Giacomo Lanzi

What is Vishing and how does it work

Estimated reading time: 7 minutes

Vishing is a particular type of phishing that uses VoIP (Voice over IP) technology to carry out attacks. Unlike traditional landline telephone services, with VoIP technology it is possible to carry out telephone conversations using the Internet connection.

Hackers often use VoIP in their vishing attacks because this allows them to spoof their caller ID with great ease. Posing as an employee of a legitimate entity, such as a bank, the police or a well-known company, Hackers try to obtain personal and financial information of their victims.

With the information obtained it is possible to access a bank account and empty it. Furthermore, it is possible to commit fraud, scams and other crimes using the identity of the victim. Identity theft is a crime that has been on the rise in recent years, which is another reason to inform yourself and stay alert.

Vishing: how to recognize the attack

Vishing attacks usually use automatic text-to-speech systems to redirect the victim to a telephone number controlled by the hacker, but this does not exclude the possibility that a hacker could engage in a real conversation with his victim. The information most commonly targeted by vishing attacks is bank account data.
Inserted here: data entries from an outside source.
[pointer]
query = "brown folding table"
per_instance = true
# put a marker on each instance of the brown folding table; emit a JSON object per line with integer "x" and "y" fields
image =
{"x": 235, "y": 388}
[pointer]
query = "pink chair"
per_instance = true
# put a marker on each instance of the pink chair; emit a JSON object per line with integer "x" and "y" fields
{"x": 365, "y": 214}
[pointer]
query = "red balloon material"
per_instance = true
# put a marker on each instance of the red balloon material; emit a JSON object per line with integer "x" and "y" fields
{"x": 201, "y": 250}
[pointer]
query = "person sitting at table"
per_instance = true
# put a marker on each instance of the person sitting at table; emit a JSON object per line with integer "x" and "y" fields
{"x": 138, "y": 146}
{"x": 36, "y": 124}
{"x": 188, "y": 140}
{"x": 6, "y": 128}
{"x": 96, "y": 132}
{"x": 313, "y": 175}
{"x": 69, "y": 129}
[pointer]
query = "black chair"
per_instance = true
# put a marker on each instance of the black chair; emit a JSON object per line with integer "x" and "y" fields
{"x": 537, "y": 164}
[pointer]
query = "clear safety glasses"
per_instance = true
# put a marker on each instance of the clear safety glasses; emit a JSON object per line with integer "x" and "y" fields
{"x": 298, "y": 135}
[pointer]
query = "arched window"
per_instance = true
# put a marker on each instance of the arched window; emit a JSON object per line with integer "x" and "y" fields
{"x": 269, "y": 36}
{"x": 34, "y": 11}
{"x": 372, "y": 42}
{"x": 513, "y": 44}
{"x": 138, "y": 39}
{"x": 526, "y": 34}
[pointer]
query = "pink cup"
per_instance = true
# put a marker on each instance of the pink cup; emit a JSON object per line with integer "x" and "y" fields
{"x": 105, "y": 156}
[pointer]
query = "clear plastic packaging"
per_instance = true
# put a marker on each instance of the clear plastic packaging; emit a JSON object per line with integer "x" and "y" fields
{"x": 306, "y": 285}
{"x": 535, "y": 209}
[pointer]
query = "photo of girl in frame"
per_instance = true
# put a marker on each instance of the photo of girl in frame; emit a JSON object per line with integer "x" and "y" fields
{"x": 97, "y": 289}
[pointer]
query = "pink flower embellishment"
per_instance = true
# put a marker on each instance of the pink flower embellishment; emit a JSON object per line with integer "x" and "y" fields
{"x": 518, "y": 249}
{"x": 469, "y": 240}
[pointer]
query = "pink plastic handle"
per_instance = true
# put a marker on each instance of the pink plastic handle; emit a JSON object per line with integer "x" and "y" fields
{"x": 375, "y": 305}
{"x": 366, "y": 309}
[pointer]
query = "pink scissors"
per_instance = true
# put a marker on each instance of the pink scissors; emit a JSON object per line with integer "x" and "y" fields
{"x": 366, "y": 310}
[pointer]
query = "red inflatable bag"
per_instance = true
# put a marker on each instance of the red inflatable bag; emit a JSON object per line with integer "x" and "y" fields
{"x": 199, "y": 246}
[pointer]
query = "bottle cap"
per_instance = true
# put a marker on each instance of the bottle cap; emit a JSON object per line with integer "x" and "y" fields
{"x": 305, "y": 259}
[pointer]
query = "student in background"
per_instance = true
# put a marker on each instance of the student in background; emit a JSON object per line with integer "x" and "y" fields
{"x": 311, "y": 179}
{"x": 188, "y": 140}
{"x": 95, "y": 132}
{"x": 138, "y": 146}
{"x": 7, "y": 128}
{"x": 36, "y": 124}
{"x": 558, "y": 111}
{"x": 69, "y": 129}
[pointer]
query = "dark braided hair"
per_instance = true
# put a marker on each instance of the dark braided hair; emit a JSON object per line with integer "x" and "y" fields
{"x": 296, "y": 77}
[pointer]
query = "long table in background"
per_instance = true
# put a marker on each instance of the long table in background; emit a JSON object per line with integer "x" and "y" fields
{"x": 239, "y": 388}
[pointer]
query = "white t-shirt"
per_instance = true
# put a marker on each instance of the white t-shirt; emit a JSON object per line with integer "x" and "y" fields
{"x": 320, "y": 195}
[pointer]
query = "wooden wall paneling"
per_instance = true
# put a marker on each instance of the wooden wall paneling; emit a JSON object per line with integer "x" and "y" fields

However, many times, hackers also try to obtain access credentials to well-known services such as Microsoft, Apple or Google.

Using social engineering, hackers carrying out vishing attacks trick their victims into extorting money. Generally, scammers attempt to create a sense of urgency or try to alter the emotional state of their victims. This is to force you to pay quickly and without thinking deeply about what is happening.

Vishing: common attack patterns

Vishing attacks can be different from each other, although they always have common goals. A scammer who uses this type of attack could disguise his Caller ID by pretending to be an authoritative person or any known person. They may also leave pre-recorded messages containing threats in their victims’ email inboxes. Not just emails, hackers could also exploit SMS to carry out their scams, as in cases of smishing.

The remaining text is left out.